Efficient intersection of two sets

Question

I have two sets (or maps) and need to efficiently handle their intersection. I know that there are two ways of doing this:

• iterate over both maps as in std::set_intersection: O(n1+n2)
• iterating over one map and finding elements in the other: O(n1*log(n2))

Depending on the sizes either of these two solution is significantly better (have timed it), and I thus need to either switch between these algorithm based on the sizes (which is a bit messy) - or find a solution outperforming both, e.g. using some variant of map.find() taking the previous iterator as a hint (similarly as map.emplace_hint(...)) - but I could not find such a function.

Question: Is it possible to combine the performance characteristics of the two solutions directly using STL - or some compatible library?

Note that the performance requirement makes this different from earlier questions such as Efficient intersection of sets?

Answer 1

In almost every case std::set_intersection will be the best choice. The other solution may be better only if the sets contain a very small number of elements. Due to the nature of the log with base two. Which scales as:

n = 2, log(n)= 1
n = 4, log(n)= 2
n = 8, log(n)= 3
.....
n = 1024 log(n) = 10

O(n1*log(n2) is significantly more complex than O(n1 + n2) if the length of the sets is more than 5-10 elements.

There is a reason such function is added to the STL and it is implemented like that. It will also make the code more readable.

Selection sort is faster than merge or quick sort for collections with length less than 20 but is rarely used.

Answer 2

For sets that are implemented as binary trees, there actually is an algorithm that combines the benefits of both the procedures you mention. Essentially, you do a merge like std::set_intersection, but while iterating in one tree, you skip any branches that are all less than the current value in the other.

The resulting intersection takes O(min(n1 log n2, n2 log n1, n1 + n2), which is just what you want.

Unfortunately, I'm pretty sure std::set doesn't provide interfaces that could support this operation.

I've done it a few times in the past though, when working on joining inverted indexes and similar things. Usually I make iterators with a skipTo(x) operation that will advance to the next element >= x. To meet my promised complexity it has to be able to skip N elements in log(N) amortized time. Then an intersection looks like this:

void get_intersection(vector<T> *dest, const set<T> set1, const set<T> set2)
{
    auto end1 = set1.end();
    auto end2 = set2.end();
    auto it1 = set1.begin();
    if (it1 == end1)
        return;
    auto it2 = set2.begin();
    if (it2 == end2)
        return;
    for (;;)
    {
        it1.skipTo(*it2);
        if (it1 == end1)
            break;
        if (*it1 == *it2)
        {
            dest->push_back(*it1);
            ++it1;
        }
        it2.skipTo(*it1);
        if (it2 == end2)
            break;
        if (*it2 == *it1)
        {
            dest->push_back(*it2);
            ++it2;
        }
    }
}

It easily extends to an arbitrary number of sets using a vector of iterators, and pretty much any ordered collection can be extended to provide the iterators required -- sorted arrays, binary trees, b-trees, skip lists, etc.

Answer 3

With regard to the performance requirement, O(n1 + n2) is in most circumstances a very good complexity so only worth considering if you're doing this calc in a tight loop.

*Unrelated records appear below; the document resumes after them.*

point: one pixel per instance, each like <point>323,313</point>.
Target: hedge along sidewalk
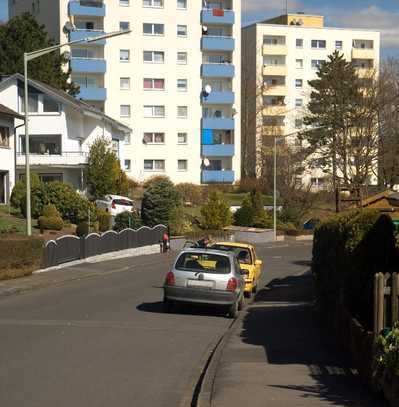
<point>82,271</point>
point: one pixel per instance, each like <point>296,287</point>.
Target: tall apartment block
<point>174,80</point>
<point>279,57</point>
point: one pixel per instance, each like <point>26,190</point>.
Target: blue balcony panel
<point>219,177</point>
<point>93,94</point>
<point>218,124</point>
<point>78,9</point>
<point>217,71</point>
<point>208,17</point>
<point>82,34</point>
<point>210,43</point>
<point>218,150</point>
<point>88,65</point>
<point>219,98</point>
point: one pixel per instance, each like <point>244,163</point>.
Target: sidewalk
<point>278,356</point>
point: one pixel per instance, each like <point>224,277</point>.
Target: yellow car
<point>246,256</point>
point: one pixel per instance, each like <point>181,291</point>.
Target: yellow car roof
<point>235,244</point>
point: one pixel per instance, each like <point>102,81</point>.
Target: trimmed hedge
<point>23,256</point>
<point>348,249</point>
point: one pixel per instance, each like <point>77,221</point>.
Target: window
<point>182,85</point>
<point>182,112</point>
<point>320,44</point>
<point>124,83</point>
<point>182,58</point>
<point>182,4</point>
<point>181,30</point>
<point>154,111</point>
<point>4,136</point>
<point>124,25</point>
<point>154,57</point>
<point>153,3</point>
<point>154,138</point>
<point>299,63</point>
<point>181,138</point>
<point>153,29</point>
<point>154,165</point>
<point>152,83</point>
<point>182,165</point>
<point>124,55</point>
<point>125,110</point>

If you really do need it, the combination approach isn't too bad, perhaps something like?

Pseudocode:

x' = set_with_min_length([x, y])
y' = set_with_max_length([x, y])
if (x'.length * log(y'.length)) <= (x'.length + y'.length):
     return iterate_over_map_find_elements_in_other(y', x')

return std::set_intersection(x, y)

I don't think you'll find an algorithm that will beat either of these complexities but happy to be proven wrong.

Answer 4

I don't know how to do this using the standard library, but if you wrote your own balanced binary search tree, here is how to implement a limited "find with hint". (Depending on your other requirements, a BST reimplementation could also leave out the parent pointers, which could be a performance win over the STL.)

Assume that the hint value is less than the value to be found and that we know the stack of ancestors of the hint node to whose left sub-tree the hint node belongs. First search normally in the right sub-tree of the hint node, pushing nodes onto the stack as warranted (to prepare the hint for next time). If this doesn't work, then while the stack's top node has a value that is less than the query value, pop the stack. Search from the last node popped (if any), pushing as warranted.

I claim that, when using this mechanism to search successively for values in ascending order, (1) each tree edge is traversed at most once, and (2) each find traverses the edges of at most two descending paths. Given 2*n1 descending paths in a binary tree with n2 nodes, the cost of the edges is O(n1 log n2). It's also O(n2), because each edge is traversed once.